Barristers who outsource work must not “ask for or accept” any payment from third parties, the Bar Council has warned.
However, third parties can “for commercial reasons” offer services to barristers at lower than normal rates, so long as the “entire benefit” is passed to lay clients.
In new guidance on outsourcing published on its website, the Bar Council said this could include using paralegals, external clerking or administration services.
The Bar Council reminded barristers that they were banned under the Bar Standards Board Handbook from “offering, promising or receiving commissions, referral fees and gifts” which might “reasonably be seen” as compromising their independence.
Where barristers outsource work to a third party, the Bar Council said it would be a breach of their duties for them to “ask for or accept” any payment, “irrespective of whether the technical definition of a ‘referral fee’ in the Handbook would catch some payments”.
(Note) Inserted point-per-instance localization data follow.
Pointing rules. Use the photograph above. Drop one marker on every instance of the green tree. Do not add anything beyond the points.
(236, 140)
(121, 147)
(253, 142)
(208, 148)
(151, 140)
Barristers were also advised to consider the impact of outsourcing on their own fees. “One thing that you cannot do is simply charge for work at your hourly rate if you have paid someone else to do that work.”
The Bar Council said its “current understanding” was that a third party’s fees or charges incurred for support services related to legal services could be treated “in the same way as other outgoings, such as chamber’s rent or travel expenses” for tax purposes.
However, this assumed that the third party was an independent contractor rather than an employee.
It warned of the dangers of conflicts of interest where barristers outsource work to someone with whom there was “a close professional or personal relationship” or someone with whom they already had a financial relationship, such as a service company in which the chambers had invested.
“The same will be true if you do not engage that third party yourself, but you suggest or recommend a particular third party to your lay client.
“There is no prohibition on using the services of a third party in these circumstances. Indeed, your client may well be relying on your experience to identify someone whom you know personally to be well-equipped to provide the necessary service.”
In this case, the Bar Council said that in order to avoid any conflict of interest, barristers must ensure clients were not misled as to any interest or relationship which existed.